For a web app developer are these useful? For fun? yes. For profit? no. Title should be Low Level Bit Hacks You May Find Interesting.

CodeMage · on June 30, 2009

Maybe I'm missing something... Why the assumption that all (or even the majority of) HN readers are interested only in developing web apps?

kscaldef · on June 30, 2009

It suffices that just one such individual exists to invalidate the claim of the title.

yters · on June 30, 2009

Quick, someone bring more koolaid!

piramida · on June 30, 2009

for a non-php developer that article is kind of trivial entry level stuff so no value either.

paulgb · on June 30, 2009

I assume the title was targeted at Peteris' normal audience, not web app developers.

From the about: Peteris Krumins’ blog about programming, hacking, software reuse, software ideas, computer security, google and technology.

notaddicted · on June 30, 2009

The purpose of the Hacker News website is to serve past/present/future ycombinator candidates. I'm not even a web app developer, I wrote C code for an $8 processor today.

The title (as submitted by the author of the blog) says "Absolutely Must Know," which is quite hyperbolic.

I would suggest: Basic tricks of bit manipulation.

Consider that this topic is covered in K. N. King's book C Programming: A Modern Approach, in Chapter 20: Low-Level Programming, on page 451

noodle · on June 30, 2009

not all of us here are (purely/originally) web app developers.

jf · on June 30, 2009

Yes, even for web applications, bitwise manipulation will come in handy at some point.

Personal anecdote: I recently had to combine two arbitrary unsigned 32 bit integers into one unsigned 64 bit integer to make a unique ID for an index. Not sure how I would have done that without bitwise manipulation.

notaddicted · on June 30, 2009

lol.

in python: (2 ^ 32)*upper + lower

edit: dbl star goes blank .. so in almost python

tptacek · on June 30, 2009

You're XORing 32 into 2, multiplying it by the top word, and adding the bottom word?

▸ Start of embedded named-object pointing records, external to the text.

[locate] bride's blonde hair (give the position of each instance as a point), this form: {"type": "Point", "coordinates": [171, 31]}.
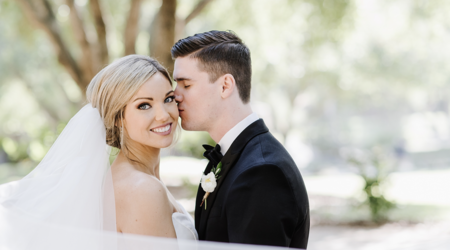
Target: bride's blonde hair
{"type": "Point", "coordinates": [110, 91]}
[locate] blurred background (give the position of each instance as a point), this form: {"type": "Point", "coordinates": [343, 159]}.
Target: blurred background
{"type": "Point", "coordinates": [357, 91]}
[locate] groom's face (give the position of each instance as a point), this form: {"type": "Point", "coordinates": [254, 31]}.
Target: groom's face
{"type": "Point", "coordinates": [197, 97]}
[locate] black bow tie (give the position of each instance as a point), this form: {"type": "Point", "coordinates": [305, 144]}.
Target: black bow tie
{"type": "Point", "coordinates": [213, 154]}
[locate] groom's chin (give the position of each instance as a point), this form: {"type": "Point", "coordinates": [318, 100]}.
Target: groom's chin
{"type": "Point", "coordinates": [188, 126]}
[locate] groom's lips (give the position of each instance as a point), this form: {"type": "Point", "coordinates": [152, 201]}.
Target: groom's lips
{"type": "Point", "coordinates": [180, 110]}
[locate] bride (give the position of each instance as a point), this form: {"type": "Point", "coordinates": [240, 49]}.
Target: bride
{"type": "Point", "coordinates": [131, 107]}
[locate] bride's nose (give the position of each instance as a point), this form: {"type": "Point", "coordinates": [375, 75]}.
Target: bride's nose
{"type": "Point", "coordinates": [178, 98]}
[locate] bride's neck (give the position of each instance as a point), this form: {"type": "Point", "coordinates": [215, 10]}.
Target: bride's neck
{"type": "Point", "coordinates": [148, 158]}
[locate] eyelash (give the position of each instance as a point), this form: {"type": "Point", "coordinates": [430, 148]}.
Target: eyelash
{"type": "Point", "coordinates": [165, 101]}
{"type": "Point", "coordinates": [172, 97]}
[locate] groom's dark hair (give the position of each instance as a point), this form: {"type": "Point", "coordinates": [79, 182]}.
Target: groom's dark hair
{"type": "Point", "coordinates": [219, 53]}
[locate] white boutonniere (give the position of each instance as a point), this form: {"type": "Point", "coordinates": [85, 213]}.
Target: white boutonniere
{"type": "Point", "coordinates": [209, 182]}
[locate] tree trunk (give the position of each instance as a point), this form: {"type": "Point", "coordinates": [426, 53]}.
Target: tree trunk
{"type": "Point", "coordinates": [162, 34]}
{"type": "Point", "coordinates": [131, 29]}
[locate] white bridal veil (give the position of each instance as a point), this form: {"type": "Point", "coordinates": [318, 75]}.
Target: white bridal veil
{"type": "Point", "coordinates": [67, 201]}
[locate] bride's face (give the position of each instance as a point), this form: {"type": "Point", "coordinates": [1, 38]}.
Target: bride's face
{"type": "Point", "coordinates": [152, 114]}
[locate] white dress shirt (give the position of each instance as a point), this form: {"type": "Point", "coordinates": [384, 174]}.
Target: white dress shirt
{"type": "Point", "coordinates": [233, 133]}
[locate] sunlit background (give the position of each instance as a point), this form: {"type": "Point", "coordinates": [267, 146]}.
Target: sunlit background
{"type": "Point", "coordinates": [357, 91]}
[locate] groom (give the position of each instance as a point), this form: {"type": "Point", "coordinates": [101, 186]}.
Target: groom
{"type": "Point", "coordinates": [259, 197]}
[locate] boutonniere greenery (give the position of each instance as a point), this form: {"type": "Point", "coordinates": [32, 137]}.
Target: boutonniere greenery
{"type": "Point", "coordinates": [209, 182]}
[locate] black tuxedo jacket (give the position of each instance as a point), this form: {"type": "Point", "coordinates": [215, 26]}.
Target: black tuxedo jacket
{"type": "Point", "coordinates": [260, 197]}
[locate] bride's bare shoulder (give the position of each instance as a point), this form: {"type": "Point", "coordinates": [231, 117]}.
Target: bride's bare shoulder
{"type": "Point", "coordinates": [139, 186]}
{"type": "Point", "coordinates": [142, 205]}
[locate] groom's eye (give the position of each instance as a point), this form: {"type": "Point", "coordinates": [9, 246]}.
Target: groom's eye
{"type": "Point", "coordinates": [144, 106]}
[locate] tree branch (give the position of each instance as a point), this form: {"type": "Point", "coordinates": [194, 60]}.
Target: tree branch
{"type": "Point", "coordinates": [131, 29]}
{"type": "Point", "coordinates": [181, 23]}
{"type": "Point", "coordinates": [197, 10]}
{"type": "Point", "coordinates": [80, 34]}
{"type": "Point", "coordinates": [40, 14]}
{"type": "Point", "coordinates": [100, 27]}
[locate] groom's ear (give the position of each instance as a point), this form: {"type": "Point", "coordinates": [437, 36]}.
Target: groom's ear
{"type": "Point", "coordinates": [228, 85]}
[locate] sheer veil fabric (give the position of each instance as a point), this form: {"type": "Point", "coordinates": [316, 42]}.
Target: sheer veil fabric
{"type": "Point", "coordinates": [67, 201]}
{"type": "Point", "coordinates": [71, 187]}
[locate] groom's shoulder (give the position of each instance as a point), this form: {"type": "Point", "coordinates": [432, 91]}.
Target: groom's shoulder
{"type": "Point", "coordinates": [266, 149]}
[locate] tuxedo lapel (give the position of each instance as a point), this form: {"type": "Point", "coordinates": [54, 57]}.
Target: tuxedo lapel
{"type": "Point", "coordinates": [198, 201]}
{"type": "Point", "coordinates": [228, 161]}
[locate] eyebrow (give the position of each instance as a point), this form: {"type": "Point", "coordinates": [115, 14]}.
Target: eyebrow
{"type": "Point", "coordinates": [151, 98]}
{"type": "Point", "coordinates": [181, 79]}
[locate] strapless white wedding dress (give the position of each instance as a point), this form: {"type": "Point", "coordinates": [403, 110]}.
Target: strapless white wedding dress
{"type": "Point", "coordinates": [184, 225]}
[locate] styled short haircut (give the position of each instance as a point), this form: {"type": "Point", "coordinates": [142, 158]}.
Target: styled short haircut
{"type": "Point", "coordinates": [219, 53]}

Also, you think exponentiation and multiplication is faster than a shift and an OR? I think you're the target audience for this article, and I revise my opinion (thankfully unstated) about whether this is material every developer "must" know.

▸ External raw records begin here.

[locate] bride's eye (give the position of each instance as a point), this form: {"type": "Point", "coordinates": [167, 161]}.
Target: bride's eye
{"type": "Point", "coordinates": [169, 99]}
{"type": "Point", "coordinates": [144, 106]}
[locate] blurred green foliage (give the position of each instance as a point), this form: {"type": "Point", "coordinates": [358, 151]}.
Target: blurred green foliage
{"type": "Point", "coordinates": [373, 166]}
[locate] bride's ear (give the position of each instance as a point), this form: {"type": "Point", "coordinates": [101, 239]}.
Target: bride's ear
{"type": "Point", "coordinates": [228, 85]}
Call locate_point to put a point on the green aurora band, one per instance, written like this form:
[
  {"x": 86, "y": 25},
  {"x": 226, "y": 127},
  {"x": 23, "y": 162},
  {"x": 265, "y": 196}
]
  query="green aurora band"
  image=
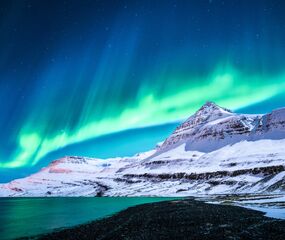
[{"x": 226, "y": 86}]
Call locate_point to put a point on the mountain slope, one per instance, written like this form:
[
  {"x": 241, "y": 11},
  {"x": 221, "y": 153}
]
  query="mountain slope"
[{"x": 213, "y": 151}]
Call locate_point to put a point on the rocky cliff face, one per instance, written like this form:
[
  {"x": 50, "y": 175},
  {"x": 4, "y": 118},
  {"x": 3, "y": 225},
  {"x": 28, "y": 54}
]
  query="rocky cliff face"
[
  {"x": 212, "y": 127},
  {"x": 215, "y": 151}
]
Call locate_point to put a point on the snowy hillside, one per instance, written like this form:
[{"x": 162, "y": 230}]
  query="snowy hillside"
[{"x": 215, "y": 151}]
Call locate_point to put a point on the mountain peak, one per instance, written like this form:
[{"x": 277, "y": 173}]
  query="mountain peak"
[{"x": 210, "y": 108}]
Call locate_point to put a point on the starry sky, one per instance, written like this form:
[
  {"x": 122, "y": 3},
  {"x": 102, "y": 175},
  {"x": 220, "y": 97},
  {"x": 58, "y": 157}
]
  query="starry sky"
[{"x": 75, "y": 71}]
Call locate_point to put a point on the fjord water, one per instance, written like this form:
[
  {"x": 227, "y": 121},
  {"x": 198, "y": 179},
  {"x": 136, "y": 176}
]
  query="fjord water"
[{"x": 20, "y": 217}]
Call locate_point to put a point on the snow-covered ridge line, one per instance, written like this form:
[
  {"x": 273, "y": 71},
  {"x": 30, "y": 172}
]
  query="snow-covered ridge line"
[{"x": 214, "y": 151}]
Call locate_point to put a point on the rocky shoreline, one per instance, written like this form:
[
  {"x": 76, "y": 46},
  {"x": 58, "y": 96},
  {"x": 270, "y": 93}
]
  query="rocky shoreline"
[{"x": 177, "y": 219}]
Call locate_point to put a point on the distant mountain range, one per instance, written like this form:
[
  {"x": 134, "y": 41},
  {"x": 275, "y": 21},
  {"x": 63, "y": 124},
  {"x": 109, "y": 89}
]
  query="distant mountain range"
[{"x": 215, "y": 151}]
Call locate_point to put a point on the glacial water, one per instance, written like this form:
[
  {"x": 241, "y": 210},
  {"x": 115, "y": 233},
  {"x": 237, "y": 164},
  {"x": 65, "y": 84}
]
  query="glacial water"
[{"x": 21, "y": 217}]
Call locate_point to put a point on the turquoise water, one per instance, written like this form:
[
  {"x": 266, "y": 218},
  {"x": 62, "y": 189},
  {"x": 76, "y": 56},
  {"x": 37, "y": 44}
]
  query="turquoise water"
[
  {"x": 124, "y": 143},
  {"x": 21, "y": 217}
]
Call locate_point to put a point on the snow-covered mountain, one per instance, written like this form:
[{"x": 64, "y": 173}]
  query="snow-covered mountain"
[{"x": 214, "y": 151}]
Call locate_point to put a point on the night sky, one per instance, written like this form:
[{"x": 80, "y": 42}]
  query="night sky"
[{"x": 71, "y": 71}]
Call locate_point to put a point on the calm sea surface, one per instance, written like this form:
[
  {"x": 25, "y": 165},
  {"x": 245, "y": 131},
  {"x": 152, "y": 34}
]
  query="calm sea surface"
[{"x": 21, "y": 217}]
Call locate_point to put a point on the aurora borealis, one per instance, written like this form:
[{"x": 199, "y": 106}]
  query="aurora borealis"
[{"x": 72, "y": 71}]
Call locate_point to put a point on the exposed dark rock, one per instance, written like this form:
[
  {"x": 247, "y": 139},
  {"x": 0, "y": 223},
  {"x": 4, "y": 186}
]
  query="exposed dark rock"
[{"x": 180, "y": 219}]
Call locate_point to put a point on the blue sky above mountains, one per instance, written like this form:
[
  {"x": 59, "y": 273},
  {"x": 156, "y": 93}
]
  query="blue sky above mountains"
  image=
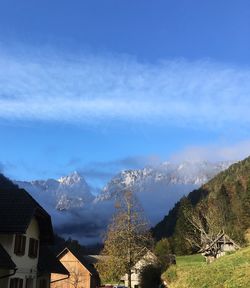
[{"x": 100, "y": 86}]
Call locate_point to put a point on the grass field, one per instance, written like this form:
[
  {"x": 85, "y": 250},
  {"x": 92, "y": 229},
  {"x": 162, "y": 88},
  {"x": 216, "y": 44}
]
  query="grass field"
[{"x": 229, "y": 271}]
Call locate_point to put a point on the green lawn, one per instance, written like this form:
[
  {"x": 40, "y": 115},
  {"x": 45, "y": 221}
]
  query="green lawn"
[{"x": 230, "y": 271}]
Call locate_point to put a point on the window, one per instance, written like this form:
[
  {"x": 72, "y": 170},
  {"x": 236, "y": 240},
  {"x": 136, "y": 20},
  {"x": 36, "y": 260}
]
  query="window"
[
  {"x": 29, "y": 283},
  {"x": 16, "y": 283},
  {"x": 43, "y": 283},
  {"x": 33, "y": 247},
  {"x": 20, "y": 243}
]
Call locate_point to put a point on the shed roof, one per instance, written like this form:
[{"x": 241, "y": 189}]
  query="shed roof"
[
  {"x": 83, "y": 260},
  {"x": 5, "y": 259},
  {"x": 49, "y": 263},
  {"x": 17, "y": 208},
  {"x": 221, "y": 238}
]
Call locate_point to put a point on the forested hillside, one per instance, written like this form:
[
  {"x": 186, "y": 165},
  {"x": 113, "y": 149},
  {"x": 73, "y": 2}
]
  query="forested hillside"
[{"x": 225, "y": 199}]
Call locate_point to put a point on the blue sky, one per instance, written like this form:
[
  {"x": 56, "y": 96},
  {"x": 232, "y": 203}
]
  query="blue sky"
[{"x": 100, "y": 86}]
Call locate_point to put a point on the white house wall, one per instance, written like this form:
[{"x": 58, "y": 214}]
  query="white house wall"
[{"x": 26, "y": 266}]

comatose_kid · on June 30, 2009

Surprisingly (I just benchmarked it myself), the times are near the same.

Here's my benchmark (in case I made a mistake):

  import time

  def combine(upper,lower): return (2**32)*upper + lower
  def combine2(upper,lower): return (upper << 32) | lower

  def test_combine():
  	start = time.clock()
	for i in range(10000000):
		combine(i,i)
	end = time.clock()
	output = 'The time taken for combine() is ' + str(end - start)
	print output

  def test_combine2():
	start = time.clock()
	for i in range(10000000):
		combine2(i,i)
	end = time.clock()
	output = 'The time taken for combine() is ' + str(end - start)
	print output

Also see http://wiki.python.org/moin/PythonSpeed/PerformanceTips#Pyth...

tptacek · on July 1, 2009

That's surprising; it's more than twice as slow in Ruby (yeah, yeah). It's also (for obvious reasons) orders of magnitude faster in C --- if you were crazy enough to actually write code that way.

ramchip · on July 1, 2009

I don't know much about Python so forgive me if this is stupid - but could 2^32 have been optimized as a constant, so that the result is just a multiplication and an addition?

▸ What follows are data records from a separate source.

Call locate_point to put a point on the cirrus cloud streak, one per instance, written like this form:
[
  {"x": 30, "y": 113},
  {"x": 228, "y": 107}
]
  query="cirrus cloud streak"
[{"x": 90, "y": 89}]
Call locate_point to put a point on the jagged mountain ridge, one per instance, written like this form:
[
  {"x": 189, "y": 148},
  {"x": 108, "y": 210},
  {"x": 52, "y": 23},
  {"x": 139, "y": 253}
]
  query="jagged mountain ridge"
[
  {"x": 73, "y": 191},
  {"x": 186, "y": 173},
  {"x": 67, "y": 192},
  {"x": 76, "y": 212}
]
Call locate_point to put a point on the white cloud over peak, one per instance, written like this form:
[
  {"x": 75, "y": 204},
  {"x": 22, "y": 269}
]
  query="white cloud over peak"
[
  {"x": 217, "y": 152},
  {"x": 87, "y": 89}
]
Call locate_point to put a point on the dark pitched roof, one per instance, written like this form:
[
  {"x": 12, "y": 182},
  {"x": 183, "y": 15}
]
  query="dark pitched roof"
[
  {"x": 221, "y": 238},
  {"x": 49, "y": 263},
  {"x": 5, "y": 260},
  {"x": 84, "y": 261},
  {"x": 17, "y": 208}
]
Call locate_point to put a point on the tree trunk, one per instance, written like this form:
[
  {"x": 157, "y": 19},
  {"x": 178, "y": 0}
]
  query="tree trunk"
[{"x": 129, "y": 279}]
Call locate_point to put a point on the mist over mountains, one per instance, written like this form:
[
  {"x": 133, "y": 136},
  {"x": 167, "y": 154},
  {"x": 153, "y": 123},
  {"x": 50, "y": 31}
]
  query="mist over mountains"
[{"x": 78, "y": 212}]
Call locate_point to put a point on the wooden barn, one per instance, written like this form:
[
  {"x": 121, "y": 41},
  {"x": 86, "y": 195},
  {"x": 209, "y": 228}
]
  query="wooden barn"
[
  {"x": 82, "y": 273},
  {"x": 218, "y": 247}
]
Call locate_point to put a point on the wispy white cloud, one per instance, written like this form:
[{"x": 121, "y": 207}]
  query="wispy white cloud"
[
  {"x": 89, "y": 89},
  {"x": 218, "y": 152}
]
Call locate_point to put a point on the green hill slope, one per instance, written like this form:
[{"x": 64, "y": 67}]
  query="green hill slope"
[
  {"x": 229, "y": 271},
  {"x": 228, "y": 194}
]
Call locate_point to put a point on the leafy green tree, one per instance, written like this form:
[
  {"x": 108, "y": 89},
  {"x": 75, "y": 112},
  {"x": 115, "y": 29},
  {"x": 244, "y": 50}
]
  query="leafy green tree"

notaddicted · on June 30, 2009

Okay okay ... I should have written:

import math; math.pow(2,32)

I tried to use the double star operator, but that is markup for italics in this software, so it was edited out.

jf · on June 30, 2009

I considered that solution. And in thinking about why I chose to do bit-shifting, I remembered why: I actually needed to combine two _signed_ 32 bit integers in MySQL, and since I wasn't sure how signed integers are stored in MySQL, I figured that I could just use bit-shifting and move on.

strlen · on July 1, 2009

Here's an example where a web developer may find bit=fiddling useful:

- How would you, compactly and discretely, represent in a cookie the days on which a user has visited your site this month?

(I am decided not a web developer, but this is a question I'd ask a web developer on a phone screen were I to hire one).

jackowayed · on June 30, 2009

same here! I was hoping it would just have the title and then be a blank page.